Eclipse Community Forums: Eclipse Titan » Titan Architecture Internals: On how the compiler and the Designer are optimized differently

Home » Eclipse Projects » Eclipse Titan » Titan Architecture Internals: On how the compiler and the Designer are optimized differently((Some background information that is important to know when developing Titan))

Show: Today's Messages :: Show Polls :: Message Navigator

Titan Architecture Internals: On how the compiler and the Designer are optimized differently [message #1750053]

Thu, 15 December 2016 14:16

Kristof Szabados

Messages: 82
Registered: July 2009

Member

When looking at the compiler and the Designer from the outside at first they might seem to be doing the same thing: reading and checking TTCN-3 files.
- The core compiler reads TTCN-3 and ASN.1 files, checks them for syntactic and semantic errors, and finally generates C/C++ code.
- The Designer reads TTCN-3 and ASN.1 files, checks them for syntactic and semantic error, and offers some IDE functionalities.

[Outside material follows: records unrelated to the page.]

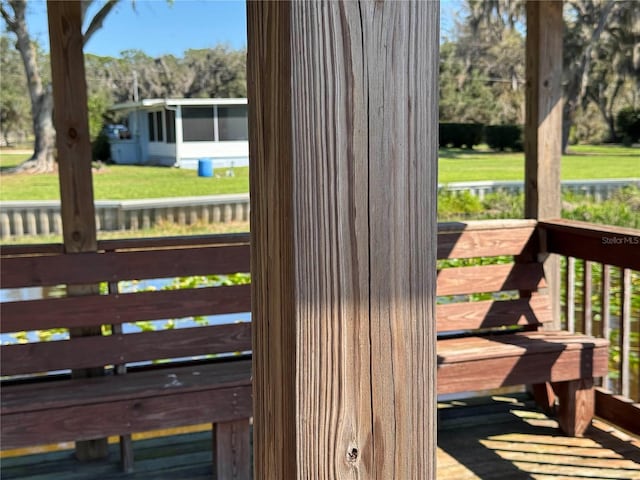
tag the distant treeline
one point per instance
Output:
(497, 137)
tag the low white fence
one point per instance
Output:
(597, 189)
(22, 218)
(43, 217)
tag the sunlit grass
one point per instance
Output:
(121, 182)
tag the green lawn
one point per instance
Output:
(117, 182)
(582, 163)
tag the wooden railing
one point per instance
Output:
(600, 296)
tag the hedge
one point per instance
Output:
(460, 134)
(502, 137)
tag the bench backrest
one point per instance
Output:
(489, 278)
(116, 262)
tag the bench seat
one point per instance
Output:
(500, 360)
(82, 409)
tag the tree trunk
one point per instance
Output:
(42, 159)
(579, 75)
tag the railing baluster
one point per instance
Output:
(625, 332)
(587, 309)
(571, 294)
(605, 305)
(126, 445)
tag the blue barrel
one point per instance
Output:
(205, 167)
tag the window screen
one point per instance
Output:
(152, 128)
(170, 125)
(197, 124)
(232, 123)
(159, 125)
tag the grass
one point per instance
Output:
(582, 163)
(162, 229)
(120, 182)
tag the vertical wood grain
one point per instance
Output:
(625, 332)
(587, 304)
(72, 126)
(74, 160)
(570, 301)
(343, 138)
(543, 124)
(605, 327)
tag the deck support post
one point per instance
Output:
(576, 405)
(74, 161)
(543, 125)
(232, 451)
(343, 124)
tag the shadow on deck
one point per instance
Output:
(502, 437)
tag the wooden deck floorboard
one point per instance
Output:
(491, 438)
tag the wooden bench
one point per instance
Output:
(491, 322)
(119, 382)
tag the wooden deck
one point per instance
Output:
(502, 437)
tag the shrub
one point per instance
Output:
(460, 134)
(628, 122)
(501, 137)
(457, 205)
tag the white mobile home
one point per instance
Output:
(179, 132)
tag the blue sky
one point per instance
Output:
(159, 27)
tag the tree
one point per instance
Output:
(14, 105)
(14, 14)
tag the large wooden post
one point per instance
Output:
(343, 137)
(543, 124)
(74, 159)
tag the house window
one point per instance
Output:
(159, 131)
(151, 120)
(197, 124)
(170, 125)
(232, 123)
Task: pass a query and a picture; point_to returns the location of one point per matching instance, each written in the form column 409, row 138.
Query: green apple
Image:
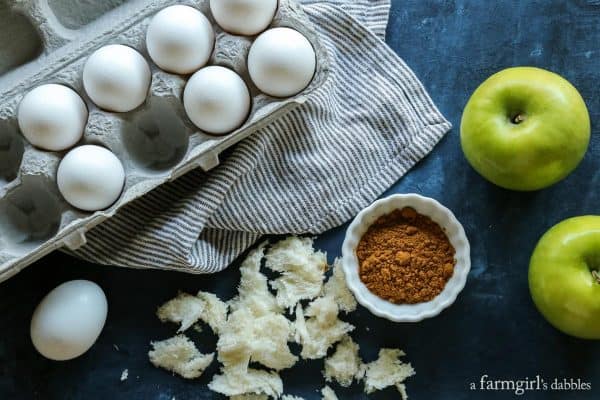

Although they seem to do the same things in most of their source code too ... they are actually working in very different constraints, and optimized for different use cases:
The compiler:
- is usually used rarely and in the background, as part of a CI system, maybe doing nightly builds and builds after each commit.
- is viewed by users as part of the build process, which starts with TTCN-3 and ASN.1 files and finishes with the creation of the executable tests ... also involving GCC/CLANG. In a full build the compiler might take up as little as only 1%-5% of the build process.
- as such optimization of the compiler is done to minimize the whole build time (the compiler could take a few more seconds, if it can save minutes on the C/C++ compiler)
- when invoked all code is generated (even if just into memory at first).
- the memory consumption is usually not a problem ... as GCC/CLANG will require much more from the same system to finish the build.
- when there is an error in the code the build stops and the user needs to correct it before the code can compile.
When the compiler finds and unparsable piece of code like "variable_name." it can report and error and stop processing.
- users don't expect interaction.
- extending the generated code can be done will scripts and modified makefiles if needed.

The Designer:
- up close and personal, this is the tool used to write TTCN-3, ASN.1 code.
- after each keystroke the user can expect to have some syntactic and semantic checks done to ensure that the code just written is ok.
(without optimization this would mean 6-10 semantic check within a second)
- As this is the editing interface interactivity is expected.
Usually expecting below 0.1 second response time ... whatever the operation was.
- the TTCN-3 code is most of the time erroneous (sometimes on several levels) as it is being written.
But the tool must not stop working.
- In fact the Designer is expected to work best and offer helpful support when the code has the most problems.
When the user presses ctrl+space after an unparsable piece of code like "variable_name." Designer is expected to list all possible completion methods that could make the code correct.
- advanced interaction, like outline views, module structure graph visualization, code smell checking, refactoring are expected to operate ... also interactively.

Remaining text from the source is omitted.